Despite later refinements in the bending angle calculation, subsequent studies may not have made enough allowance for the wide fluctuations in high-atmosphere ionization caused by the ever-changing solar wind.
Researchers at the Wegener Center for Climate and Global Change at Austria’s University of Graz analyzed 11 years worth of radio occultation and solar particle flux data to conclude that we have made longstanding and systematic errors in our pictures of the atmosphere. After reviewing CHAMP (Challenging Minisatellite Payload) and COSMIC (Constellation Observing System for Meteorology, Ionosphere, and Climate) radio occultation data from 2001 through 2011, Graz physicists J. Danzer, B. Scherlin-Pirscher, and project leader Ulrich Foelsche calculate, for example, that temperature measurements for the air 35 km above the equator have been off by about -3.9 Kelvin during the peak of the solar cycle (as in 2002) and -1.4 K during the solar minimum (2008). And, though it has long been known that bending angles change at night, the variation is, in fact, larger than had been previously suspected, with daytime path “undeflections” as much as 0.4 microradians ( 0.000023 degrees) greater than previously calculated.

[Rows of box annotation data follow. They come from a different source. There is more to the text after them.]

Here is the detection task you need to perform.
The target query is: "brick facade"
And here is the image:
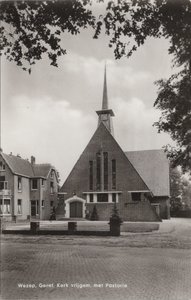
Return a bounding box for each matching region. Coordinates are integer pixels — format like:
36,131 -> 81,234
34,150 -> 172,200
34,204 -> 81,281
57,123 -> 164,221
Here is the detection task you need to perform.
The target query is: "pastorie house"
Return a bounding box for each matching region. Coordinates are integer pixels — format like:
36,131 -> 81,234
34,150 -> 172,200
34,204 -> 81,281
0,152 -> 58,220
57,70 -> 170,221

The purpose of the research, the authors note, is to allow more accurate interpretation of very large-scale, very long-term climate monitoring and projection. Foelsche readily concedes that the effect is small, but it does affect our understanding of the current situation. For example, atmospheric warming near the Earth's surface seems to be accompanied by a cooling in the stratosphere. The CHAMP satellite was launched in 2000 (just in time for the maximum) and re-entered the atmosphere in 2010 (just after the minimum). So the gradual decline of ionospheric bias would have masked anthropogenic cooling of the upper atmosphere, leading us to underestimate the magnitude of the effect, Foelsche says.
Image: Wegener Center
(Post revised to correct 0.4 microradian bias figure.)